Writing Machines marks more than just the passing of an old narrative strategy: it also marks the beginning of an indifference to old critical methodologies. Often in Writing Machines Hayles cites personal encounters with the writers she’s discussing–she cites emails she exchanged with Memmott and describes a conversation she had with Danielewski one afternoon at a Santa Monica bar. It is hard to imagine Cleanth Brooks or Robert Penn Warren taking the same approach to their readings of, say, Faulkner. Hayles is too committed to embodiment to suffer the foolishness of the affective fallacy. She shares a material infrastructure with these people, and while Hayles and Memmott and Danielewski would all likely acknowledge that their respective subjectivities are nodes embedded in a vast social, textual network, Hayles, at least, would not accept the idea of an enforced separation between the informational entity that is “N. Katherine Hayles” and the physical agent to which it is attached.

 

And it is this refusal that accounts for a fair amount of the book’s richness. The odd-numbered chapters of Writing Machines recount the intellectual biography of an author-surrogate named Kaye and provide a sort of counterpoint to the even-numbered chapters, which discuss the three works already mentioned. Here we see Kaye as the product of a typical Midwestern small-town home, a bright young curious girl who reads voraciously and then goes off to study at the Rochester Institute of Technology and Caltech, where she is torn between science and literature. She gets graduate degrees in chemistry and literature, but it is not until she is a few years into her first job at an Ivy League job that she finds the object that allows her to bring both interests together: the desktop PC. Her English colleagues are slow to warm to this new tool, but Kaye, intuiting its possibilities and its promise, thrills at the little-known texts written in what she understands as a new medium: Michael Joyce’s afternoon, a story; Shelley Jackson’s Patchwork Girl; M.D. Coverly’s Califia; Dianne Slattery’s Glide; and Espen Aarseth’s prescient study Cybertext: Toward a Theory of Ergodic Literature–all of which are canonical texts in what she calls the “first generation” of hypertext.

 

Chapter 5 relates, with particular vividness, the story of a serendipitous discovery for Kaye: the tradition of artists’ books.

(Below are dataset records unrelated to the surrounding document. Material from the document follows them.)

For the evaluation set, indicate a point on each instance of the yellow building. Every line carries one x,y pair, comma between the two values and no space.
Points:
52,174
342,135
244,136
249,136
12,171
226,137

Throughout Writing Machines it is apparent that Hayles has a richer idea of what a book is than most people, and this is why: Hayles describes a research trip to New York City’s MOMA and offers her candid descriptions of Kaye’s pleasure at finding such treasures as Michael Snow’s Cover to Cover, Karen Chance’s Parallax, and Roberta Allen’s Pointless Arrows–books well off the beaten commercial path and that most literature professors are, sadly, unlikely ever to know. Indeed, Hayles does not go out of her way to hide the fact that she likes the books she reads–in cataloging her favorite things about Danielewski’s book, for instance, and trying to decide among them, she finally gushes: “for my part I like all of it, especially its encyclopedic impulse to make a world and encapsulate everything within its expanding perimeter, as if it were an exploding universe whose boundaries keep receding from the center with increasing velocity” (125).

 

Chapter 7, the final autobiographical chapter, reflects on the meaning of theory in the sciences and the humanities and returns us to Hayles’s present-day concern–that is, the establishment of a field of media-specific analysis. Hayles hopes that this discourse will produce more texts like her Writing Machines, more “double-braided texts” where “the generalities of theory and the particularities of personal experience can both speak.” And in the spirit of her work, I would affirm that her hopes would soon come to pass.